Ive would have designed the MacBook Air that the entire industry copies to this day - yeah not enough ports but was that Ive or engineers and bean-counters looking at ways to decrease costs and ensure healthy profit margins?
I don't know and I doubt anyone outside of Apple knows either.
@Plume
I think the quality of writing that chatGpt does is only good enough to be free of charge.
If they asked enough to be profitable few people would pay.
50$ for the most generic of outlines isn't an easy sell.
@Niall the OpenCL bet didn't necessitate any aspect of that machine's design, however. Everything about that computer was pure hubris (actually it was a deeply insecure statement - like a balding divorced middle aged man buying a sports car, if you want to truly psychoanalyse the company).
Apart from everything the fundamental design "feature"; the "Thermal Core" didn't work. It didn't adequately cool the machine, the same way his last thermal chimney design, the G4 Cube didn't adequately cool the machine.
Both exercises in aesthetics over utility, both with the goal of compactness, both with thermal chimney designs, and both cooked their own components; because they were *bad designs*. The same way his thin-obsession for laptops didn't adequately cool their GPUs. Decorative thin-ness, and decorative minimalism have marked his post-jobs tenure with Apple.
"I think the quality of writing that chatGpt does is only good enough to be free of charge."
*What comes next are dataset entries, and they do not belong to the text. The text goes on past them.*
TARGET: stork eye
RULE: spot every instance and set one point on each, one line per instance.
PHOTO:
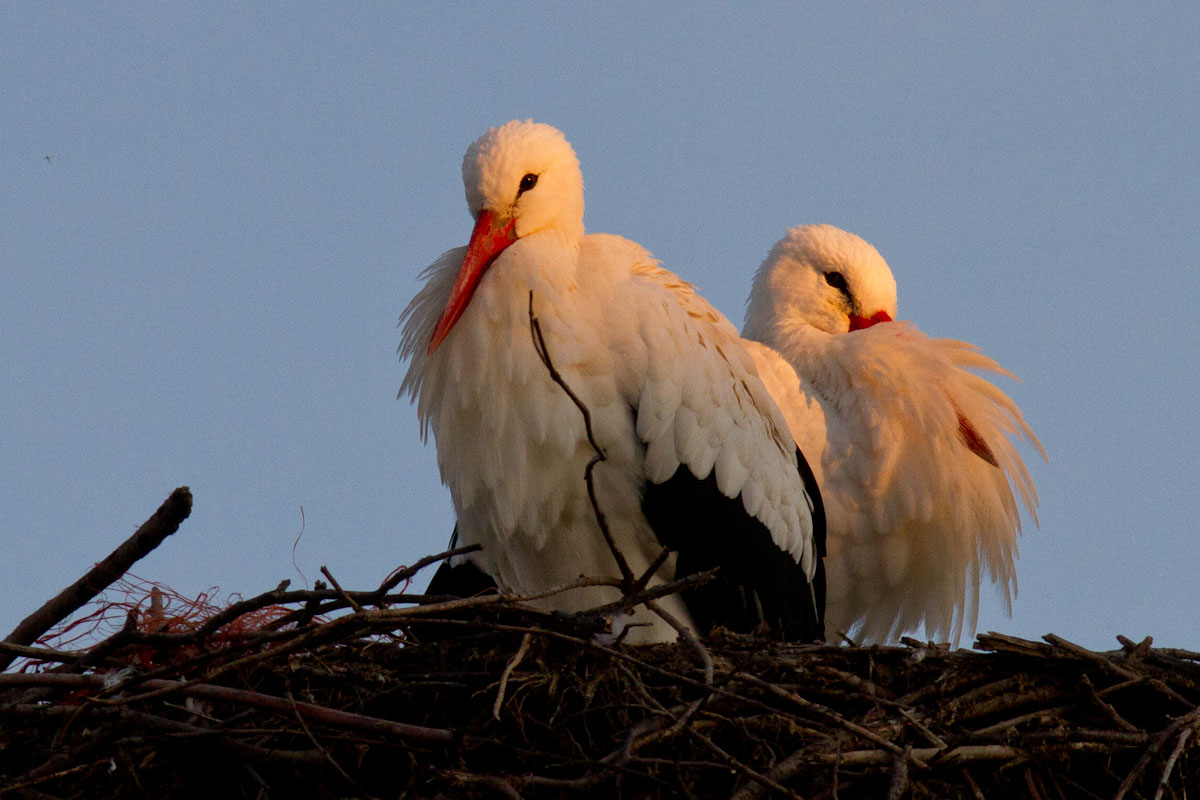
(837, 280)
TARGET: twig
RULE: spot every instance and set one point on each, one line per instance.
(687, 636)
(244, 697)
(407, 572)
(341, 593)
(321, 749)
(161, 524)
(899, 776)
(1170, 761)
(508, 671)
(539, 346)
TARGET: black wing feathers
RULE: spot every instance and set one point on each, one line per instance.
(756, 581)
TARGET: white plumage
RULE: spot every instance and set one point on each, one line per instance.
(913, 450)
(671, 390)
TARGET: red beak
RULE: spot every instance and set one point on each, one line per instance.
(487, 240)
(859, 323)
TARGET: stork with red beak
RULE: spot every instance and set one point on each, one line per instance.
(912, 449)
(697, 458)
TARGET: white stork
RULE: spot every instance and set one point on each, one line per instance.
(697, 457)
(912, 449)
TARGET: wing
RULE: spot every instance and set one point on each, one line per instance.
(922, 515)
(725, 487)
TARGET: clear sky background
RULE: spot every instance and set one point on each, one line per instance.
(202, 283)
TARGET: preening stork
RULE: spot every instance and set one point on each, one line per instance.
(912, 449)
(696, 456)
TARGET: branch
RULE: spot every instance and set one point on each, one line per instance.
(245, 697)
(539, 346)
(160, 525)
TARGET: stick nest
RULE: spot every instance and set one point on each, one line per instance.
(384, 695)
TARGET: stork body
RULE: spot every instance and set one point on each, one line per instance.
(913, 450)
(676, 405)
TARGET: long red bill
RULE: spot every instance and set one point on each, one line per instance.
(491, 235)
(859, 323)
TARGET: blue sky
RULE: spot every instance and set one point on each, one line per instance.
(202, 283)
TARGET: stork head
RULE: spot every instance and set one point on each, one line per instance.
(820, 276)
(522, 179)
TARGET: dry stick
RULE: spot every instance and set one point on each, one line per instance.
(161, 524)
(687, 636)
(899, 776)
(1153, 747)
(407, 572)
(539, 346)
(322, 750)
(256, 699)
(508, 671)
(341, 593)
(1170, 762)
(40, 654)
(827, 713)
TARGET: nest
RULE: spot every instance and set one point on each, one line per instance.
(385, 693)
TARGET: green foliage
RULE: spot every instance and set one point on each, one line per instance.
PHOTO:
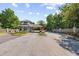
(67, 18)
(70, 15)
(41, 22)
(54, 21)
(19, 33)
(8, 19)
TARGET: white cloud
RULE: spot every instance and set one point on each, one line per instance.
(58, 11)
(19, 11)
(37, 13)
(51, 6)
(30, 13)
(15, 5)
(45, 15)
(27, 5)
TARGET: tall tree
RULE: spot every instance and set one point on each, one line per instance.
(70, 15)
(9, 19)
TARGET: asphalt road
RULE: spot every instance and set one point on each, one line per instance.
(34, 45)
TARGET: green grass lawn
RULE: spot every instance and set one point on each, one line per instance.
(19, 33)
(2, 33)
(42, 34)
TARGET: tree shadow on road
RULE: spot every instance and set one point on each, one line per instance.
(70, 44)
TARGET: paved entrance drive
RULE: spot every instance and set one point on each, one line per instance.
(34, 45)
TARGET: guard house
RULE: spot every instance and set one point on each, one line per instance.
(29, 26)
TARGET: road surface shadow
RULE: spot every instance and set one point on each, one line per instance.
(70, 44)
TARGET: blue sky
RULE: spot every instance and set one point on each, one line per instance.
(32, 11)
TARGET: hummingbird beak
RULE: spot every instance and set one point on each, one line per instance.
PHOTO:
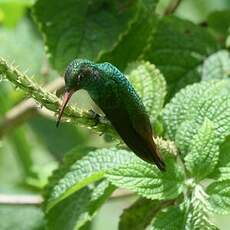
(66, 99)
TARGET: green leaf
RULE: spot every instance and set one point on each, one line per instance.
(82, 172)
(171, 218)
(131, 43)
(179, 55)
(82, 28)
(198, 211)
(15, 217)
(13, 10)
(151, 86)
(217, 66)
(219, 196)
(79, 208)
(147, 180)
(196, 102)
(22, 46)
(204, 150)
(219, 21)
(139, 215)
(222, 170)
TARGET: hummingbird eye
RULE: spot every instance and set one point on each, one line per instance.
(79, 77)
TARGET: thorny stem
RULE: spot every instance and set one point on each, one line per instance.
(25, 110)
(52, 103)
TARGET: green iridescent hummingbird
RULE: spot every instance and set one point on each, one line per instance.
(116, 97)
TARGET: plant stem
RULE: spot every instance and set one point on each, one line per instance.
(51, 101)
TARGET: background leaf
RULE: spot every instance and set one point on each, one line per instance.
(179, 55)
(134, 41)
(198, 212)
(219, 196)
(219, 22)
(82, 28)
(147, 180)
(21, 218)
(217, 66)
(171, 218)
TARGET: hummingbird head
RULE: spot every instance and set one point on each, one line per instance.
(76, 77)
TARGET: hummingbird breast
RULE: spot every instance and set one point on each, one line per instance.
(124, 109)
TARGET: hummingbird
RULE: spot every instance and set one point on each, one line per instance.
(116, 97)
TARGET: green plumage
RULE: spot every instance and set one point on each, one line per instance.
(123, 107)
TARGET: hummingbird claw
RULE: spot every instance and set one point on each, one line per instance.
(96, 117)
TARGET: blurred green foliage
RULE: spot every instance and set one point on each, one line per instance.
(189, 46)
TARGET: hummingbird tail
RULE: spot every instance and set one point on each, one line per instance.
(156, 158)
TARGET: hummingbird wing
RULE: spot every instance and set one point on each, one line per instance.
(138, 136)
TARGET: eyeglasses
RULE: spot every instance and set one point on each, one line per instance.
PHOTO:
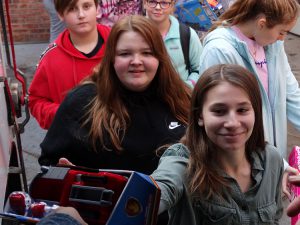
(163, 4)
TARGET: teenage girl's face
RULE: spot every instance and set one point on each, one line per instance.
(158, 14)
(81, 19)
(135, 64)
(265, 36)
(228, 117)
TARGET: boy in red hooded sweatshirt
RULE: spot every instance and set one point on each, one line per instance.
(69, 59)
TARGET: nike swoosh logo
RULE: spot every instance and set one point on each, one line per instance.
(173, 126)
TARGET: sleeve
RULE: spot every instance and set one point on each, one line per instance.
(58, 219)
(40, 104)
(170, 175)
(65, 135)
(292, 94)
(279, 204)
(194, 55)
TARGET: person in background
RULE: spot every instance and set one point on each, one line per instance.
(223, 172)
(160, 13)
(133, 104)
(250, 33)
(69, 59)
(56, 25)
(110, 11)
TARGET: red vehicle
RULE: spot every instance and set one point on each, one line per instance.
(13, 100)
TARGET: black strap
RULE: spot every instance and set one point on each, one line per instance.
(185, 34)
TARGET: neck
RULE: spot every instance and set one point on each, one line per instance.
(85, 43)
(164, 27)
(247, 29)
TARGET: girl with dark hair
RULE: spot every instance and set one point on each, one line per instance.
(133, 103)
(223, 172)
(251, 33)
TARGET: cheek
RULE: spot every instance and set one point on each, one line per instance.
(120, 66)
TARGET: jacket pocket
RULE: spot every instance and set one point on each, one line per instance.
(213, 214)
(267, 213)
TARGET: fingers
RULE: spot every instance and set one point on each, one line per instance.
(292, 170)
(294, 179)
(294, 207)
(285, 186)
(65, 162)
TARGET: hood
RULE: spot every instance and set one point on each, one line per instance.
(64, 43)
(225, 34)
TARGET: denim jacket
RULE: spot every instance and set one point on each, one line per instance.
(261, 204)
(282, 103)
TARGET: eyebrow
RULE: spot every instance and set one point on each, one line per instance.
(239, 104)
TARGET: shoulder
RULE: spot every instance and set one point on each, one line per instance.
(272, 153)
(51, 47)
(79, 97)
(270, 157)
(103, 30)
(84, 91)
(177, 150)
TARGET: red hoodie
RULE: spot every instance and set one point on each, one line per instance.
(60, 69)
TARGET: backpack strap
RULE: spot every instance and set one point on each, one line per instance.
(185, 34)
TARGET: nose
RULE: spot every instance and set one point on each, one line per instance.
(281, 37)
(158, 5)
(81, 13)
(136, 59)
(232, 121)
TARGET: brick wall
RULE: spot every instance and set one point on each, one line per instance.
(30, 21)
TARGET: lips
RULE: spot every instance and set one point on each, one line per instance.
(231, 134)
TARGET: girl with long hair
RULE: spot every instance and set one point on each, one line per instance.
(223, 172)
(250, 33)
(132, 104)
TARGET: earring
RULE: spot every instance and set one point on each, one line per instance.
(200, 122)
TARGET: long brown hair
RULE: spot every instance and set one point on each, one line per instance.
(108, 112)
(275, 11)
(203, 175)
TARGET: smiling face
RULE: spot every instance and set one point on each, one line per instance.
(157, 14)
(81, 19)
(134, 63)
(227, 116)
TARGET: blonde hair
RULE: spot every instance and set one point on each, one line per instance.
(275, 11)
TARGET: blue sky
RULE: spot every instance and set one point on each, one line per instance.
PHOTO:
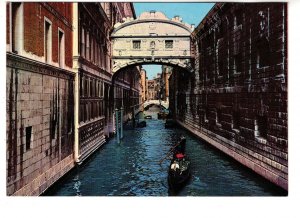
(191, 13)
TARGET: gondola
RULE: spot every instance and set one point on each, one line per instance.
(179, 172)
(141, 124)
(170, 123)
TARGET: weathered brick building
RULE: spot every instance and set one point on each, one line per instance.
(237, 98)
(60, 88)
(95, 88)
(39, 95)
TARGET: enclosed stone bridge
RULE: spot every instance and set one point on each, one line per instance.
(152, 39)
(164, 104)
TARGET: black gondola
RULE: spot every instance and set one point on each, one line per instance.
(170, 123)
(179, 172)
(179, 169)
(141, 124)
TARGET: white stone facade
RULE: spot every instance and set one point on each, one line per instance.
(152, 38)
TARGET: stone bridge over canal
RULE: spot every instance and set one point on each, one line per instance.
(152, 39)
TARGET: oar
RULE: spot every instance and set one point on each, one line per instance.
(167, 155)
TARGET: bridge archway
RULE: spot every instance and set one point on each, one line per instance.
(152, 39)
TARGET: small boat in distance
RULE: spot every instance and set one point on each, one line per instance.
(179, 172)
(141, 124)
(179, 169)
(170, 123)
(148, 117)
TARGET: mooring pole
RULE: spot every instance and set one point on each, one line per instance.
(117, 126)
(121, 122)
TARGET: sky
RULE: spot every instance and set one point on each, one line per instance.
(191, 13)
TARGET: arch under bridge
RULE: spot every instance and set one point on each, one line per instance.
(164, 104)
(152, 39)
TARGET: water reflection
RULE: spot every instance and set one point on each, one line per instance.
(132, 168)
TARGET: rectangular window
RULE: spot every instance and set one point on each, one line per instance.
(136, 44)
(47, 42)
(61, 48)
(169, 44)
(82, 43)
(28, 137)
(16, 24)
(218, 116)
(235, 120)
(261, 126)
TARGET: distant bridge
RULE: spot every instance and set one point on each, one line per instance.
(165, 104)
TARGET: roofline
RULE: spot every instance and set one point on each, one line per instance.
(152, 20)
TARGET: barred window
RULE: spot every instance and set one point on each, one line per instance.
(169, 44)
(136, 44)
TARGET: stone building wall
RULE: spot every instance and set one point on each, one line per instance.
(40, 132)
(39, 97)
(237, 98)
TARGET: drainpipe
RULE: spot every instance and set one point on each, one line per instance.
(76, 88)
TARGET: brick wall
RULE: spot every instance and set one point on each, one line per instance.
(40, 127)
(60, 14)
(237, 99)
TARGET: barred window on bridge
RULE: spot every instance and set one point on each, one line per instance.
(136, 44)
(169, 44)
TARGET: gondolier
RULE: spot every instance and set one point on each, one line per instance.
(180, 148)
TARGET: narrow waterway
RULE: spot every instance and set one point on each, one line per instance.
(132, 169)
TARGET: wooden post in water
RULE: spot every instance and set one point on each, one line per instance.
(121, 121)
(117, 126)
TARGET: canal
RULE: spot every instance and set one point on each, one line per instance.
(132, 168)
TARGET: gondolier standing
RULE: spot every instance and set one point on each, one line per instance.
(180, 148)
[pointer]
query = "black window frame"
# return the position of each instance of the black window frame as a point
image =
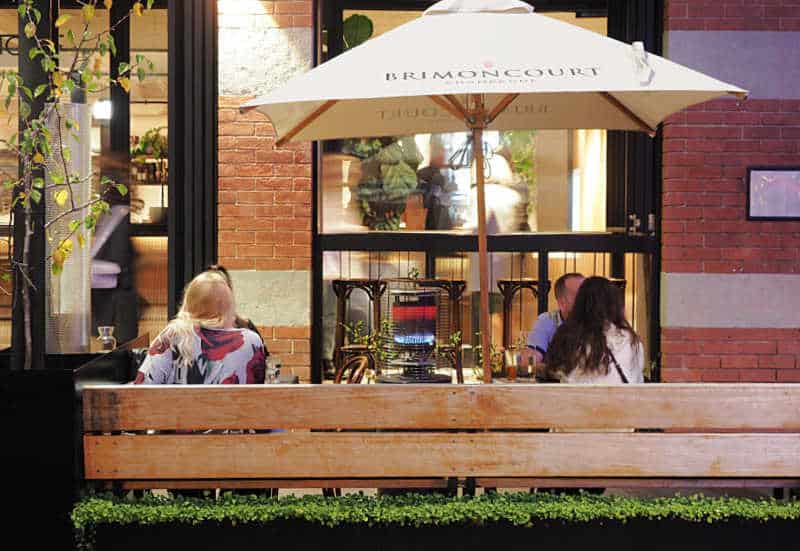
(633, 179)
(193, 160)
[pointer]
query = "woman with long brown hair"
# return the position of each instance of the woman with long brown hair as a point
(596, 344)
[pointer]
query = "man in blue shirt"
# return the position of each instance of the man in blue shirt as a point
(566, 288)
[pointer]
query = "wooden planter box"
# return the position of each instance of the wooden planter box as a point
(634, 535)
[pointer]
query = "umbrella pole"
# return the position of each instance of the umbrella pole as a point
(483, 254)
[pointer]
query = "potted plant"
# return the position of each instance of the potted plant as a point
(153, 145)
(388, 177)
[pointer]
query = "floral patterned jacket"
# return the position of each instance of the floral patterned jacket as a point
(221, 356)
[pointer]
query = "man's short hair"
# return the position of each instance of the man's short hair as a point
(561, 283)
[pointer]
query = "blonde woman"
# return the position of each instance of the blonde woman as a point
(202, 345)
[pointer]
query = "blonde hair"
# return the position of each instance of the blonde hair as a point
(207, 302)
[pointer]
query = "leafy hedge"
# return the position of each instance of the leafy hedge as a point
(421, 510)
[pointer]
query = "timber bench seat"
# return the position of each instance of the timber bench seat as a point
(407, 436)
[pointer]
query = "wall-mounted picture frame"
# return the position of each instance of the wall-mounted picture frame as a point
(773, 193)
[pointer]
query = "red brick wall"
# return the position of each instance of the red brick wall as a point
(264, 191)
(733, 15)
(292, 345)
(731, 355)
(706, 152)
(264, 194)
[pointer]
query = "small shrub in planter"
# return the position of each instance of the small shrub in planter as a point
(435, 522)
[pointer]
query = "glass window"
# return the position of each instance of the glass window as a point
(9, 28)
(129, 144)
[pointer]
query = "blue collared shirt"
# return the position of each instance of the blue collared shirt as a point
(543, 330)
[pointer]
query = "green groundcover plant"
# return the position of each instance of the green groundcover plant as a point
(420, 510)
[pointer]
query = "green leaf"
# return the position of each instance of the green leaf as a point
(90, 222)
(356, 30)
(61, 197)
(63, 19)
(87, 11)
(30, 29)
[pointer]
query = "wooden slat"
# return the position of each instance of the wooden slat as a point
(285, 483)
(637, 482)
(377, 455)
(749, 407)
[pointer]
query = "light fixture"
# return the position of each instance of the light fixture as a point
(102, 110)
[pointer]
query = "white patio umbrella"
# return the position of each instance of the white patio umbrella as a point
(484, 65)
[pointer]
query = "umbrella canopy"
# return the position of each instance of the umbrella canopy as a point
(484, 65)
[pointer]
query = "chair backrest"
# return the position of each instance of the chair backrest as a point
(353, 370)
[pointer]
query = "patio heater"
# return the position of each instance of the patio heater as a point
(408, 346)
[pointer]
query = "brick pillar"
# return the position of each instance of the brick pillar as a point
(730, 306)
(264, 192)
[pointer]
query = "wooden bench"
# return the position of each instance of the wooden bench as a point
(422, 435)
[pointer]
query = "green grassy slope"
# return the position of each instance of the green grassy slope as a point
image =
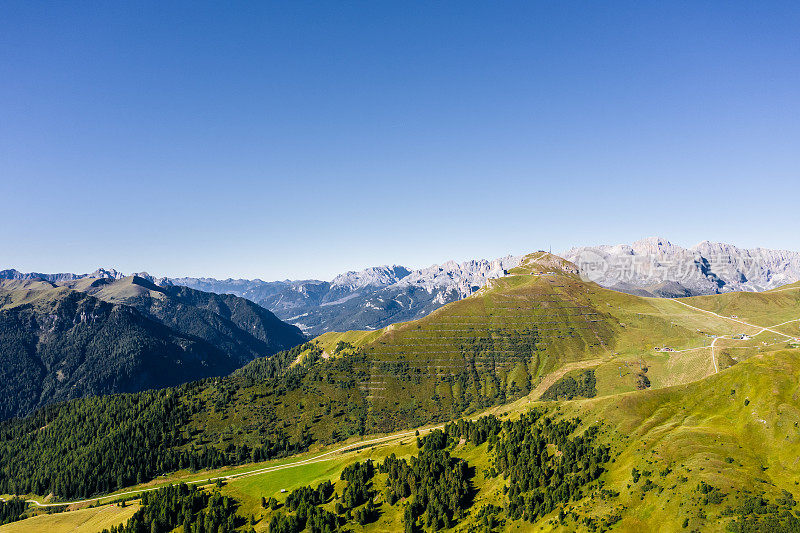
(506, 345)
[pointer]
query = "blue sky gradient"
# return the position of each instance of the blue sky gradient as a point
(298, 139)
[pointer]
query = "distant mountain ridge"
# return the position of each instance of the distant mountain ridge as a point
(82, 336)
(367, 299)
(656, 267)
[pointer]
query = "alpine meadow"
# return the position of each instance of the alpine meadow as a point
(457, 267)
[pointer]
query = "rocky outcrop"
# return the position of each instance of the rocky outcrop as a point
(656, 267)
(367, 299)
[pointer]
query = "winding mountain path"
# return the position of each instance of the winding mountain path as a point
(761, 329)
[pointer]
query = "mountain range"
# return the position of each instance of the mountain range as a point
(79, 336)
(656, 267)
(577, 408)
(376, 297)
(368, 299)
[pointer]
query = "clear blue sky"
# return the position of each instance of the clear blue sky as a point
(300, 139)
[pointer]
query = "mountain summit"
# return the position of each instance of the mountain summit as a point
(656, 267)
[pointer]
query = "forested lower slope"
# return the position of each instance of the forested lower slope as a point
(517, 335)
(57, 343)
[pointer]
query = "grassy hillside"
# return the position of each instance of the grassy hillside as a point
(671, 414)
(57, 343)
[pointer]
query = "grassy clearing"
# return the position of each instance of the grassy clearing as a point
(90, 520)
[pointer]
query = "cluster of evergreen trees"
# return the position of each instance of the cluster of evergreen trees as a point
(756, 514)
(568, 387)
(182, 505)
(304, 503)
(437, 484)
(11, 510)
(100, 444)
(545, 465)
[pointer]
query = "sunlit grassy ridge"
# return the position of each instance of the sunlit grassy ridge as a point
(500, 349)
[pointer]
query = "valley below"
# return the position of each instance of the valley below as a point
(542, 402)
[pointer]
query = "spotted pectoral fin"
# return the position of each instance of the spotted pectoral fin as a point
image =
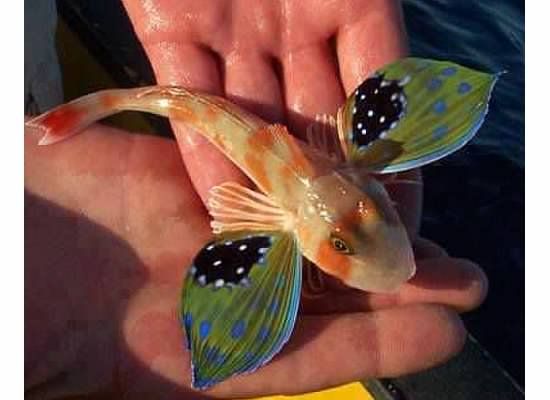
(239, 303)
(234, 207)
(413, 112)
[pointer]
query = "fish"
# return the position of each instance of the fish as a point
(319, 200)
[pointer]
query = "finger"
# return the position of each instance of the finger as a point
(194, 67)
(370, 42)
(452, 282)
(251, 82)
(406, 189)
(425, 248)
(311, 84)
(105, 175)
(382, 343)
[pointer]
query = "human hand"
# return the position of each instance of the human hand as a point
(136, 208)
(111, 223)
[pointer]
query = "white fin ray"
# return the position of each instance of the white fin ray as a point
(322, 135)
(235, 207)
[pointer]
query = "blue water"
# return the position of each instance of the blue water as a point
(474, 199)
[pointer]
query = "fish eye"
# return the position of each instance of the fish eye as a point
(340, 245)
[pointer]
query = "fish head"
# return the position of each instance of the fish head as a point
(355, 234)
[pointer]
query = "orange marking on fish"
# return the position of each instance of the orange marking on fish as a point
(340, 263)
(108, 101)
(211, 113)
(262, 139)
(58, 120)
(184, 113)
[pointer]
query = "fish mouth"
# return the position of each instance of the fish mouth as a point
(389, 267)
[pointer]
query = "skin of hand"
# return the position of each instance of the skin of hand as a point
(113, 219)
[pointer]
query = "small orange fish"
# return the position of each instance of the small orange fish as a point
(241, 296)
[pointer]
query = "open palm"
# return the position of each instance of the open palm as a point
(114, 219)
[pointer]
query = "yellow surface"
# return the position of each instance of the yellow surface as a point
(352, 391)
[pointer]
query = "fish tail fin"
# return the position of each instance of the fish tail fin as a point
(69, 119)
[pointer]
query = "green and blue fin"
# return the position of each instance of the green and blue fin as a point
(411, 113)
(240, 302)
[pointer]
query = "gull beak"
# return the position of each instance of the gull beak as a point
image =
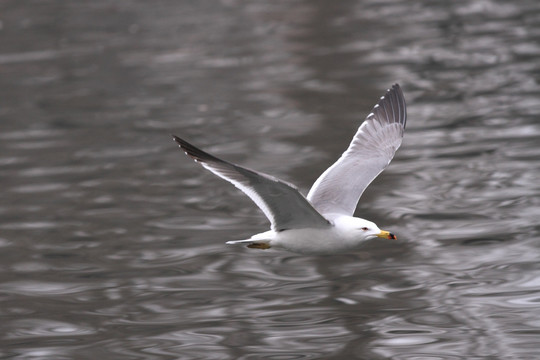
(386, 235)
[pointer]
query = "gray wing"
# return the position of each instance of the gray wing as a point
(339, 188)
(282, 204)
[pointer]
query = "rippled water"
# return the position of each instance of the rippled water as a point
(112, 242)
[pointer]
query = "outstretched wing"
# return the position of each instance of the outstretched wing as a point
(282, 204)
(339, 188)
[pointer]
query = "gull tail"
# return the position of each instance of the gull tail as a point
(252, 244)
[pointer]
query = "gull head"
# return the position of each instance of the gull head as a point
(359, 230)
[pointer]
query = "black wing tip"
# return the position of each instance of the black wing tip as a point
(191, 150)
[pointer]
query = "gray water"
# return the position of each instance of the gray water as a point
(112, 241)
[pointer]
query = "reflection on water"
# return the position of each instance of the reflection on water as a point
(113, 243)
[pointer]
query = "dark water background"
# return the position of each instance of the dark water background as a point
(112, 241)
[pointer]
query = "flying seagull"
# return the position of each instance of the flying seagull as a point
(322, 222)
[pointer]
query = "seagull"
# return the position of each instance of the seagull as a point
(322, 222)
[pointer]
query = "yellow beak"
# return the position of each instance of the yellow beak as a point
(387, 235)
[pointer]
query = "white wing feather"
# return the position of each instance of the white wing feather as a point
(339, 188)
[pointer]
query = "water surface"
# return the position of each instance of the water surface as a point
(112, 241)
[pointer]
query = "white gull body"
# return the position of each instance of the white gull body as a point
(322, 223)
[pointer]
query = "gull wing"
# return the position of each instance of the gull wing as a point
(282, 203)
(339, 188)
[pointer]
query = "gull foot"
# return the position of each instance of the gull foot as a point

Most people don't pay for things like news, so that doesn't matter. Writers (human ones) previously wrote the articles on all of these online sites, and now they don't anymore. What previously was a team of a dozen people is now one editor who goes through all the texts and makes them read like they were written by a person.
I meant that I don't think people using the LLM are willing to pay the actually cost of using the LLM.
As long as it's heavily subsidized by investors it works, but if that money dries up I think even the scammiest link farm will back off.
I might be too naive about this though, and as the saying goes: the market can stay irrational longer than I can stay solvent.
I think the large LLM companies are betting that the cost of running their models goes down faster than the investments dry up.
@plume “ all the machine translation tools that suddenly actually work.”
How can we know that for sure? Unless we speak fluently the 2 languages.
"How can we know that for sure? Unless we speak fluently the 2 languages."
You just answered your own question.
>Sam is insane. He managed to seal a chatgpt distribution deal with Apple while collaborating on an iPhone killer with Apple’s top designers.
Is that very different from Apple doing a Motorola deal for the ROKR while working on the iPhone?
Or Google doing an Apple deal for the iPhone while redesigning Android to be more like iPhoneOS?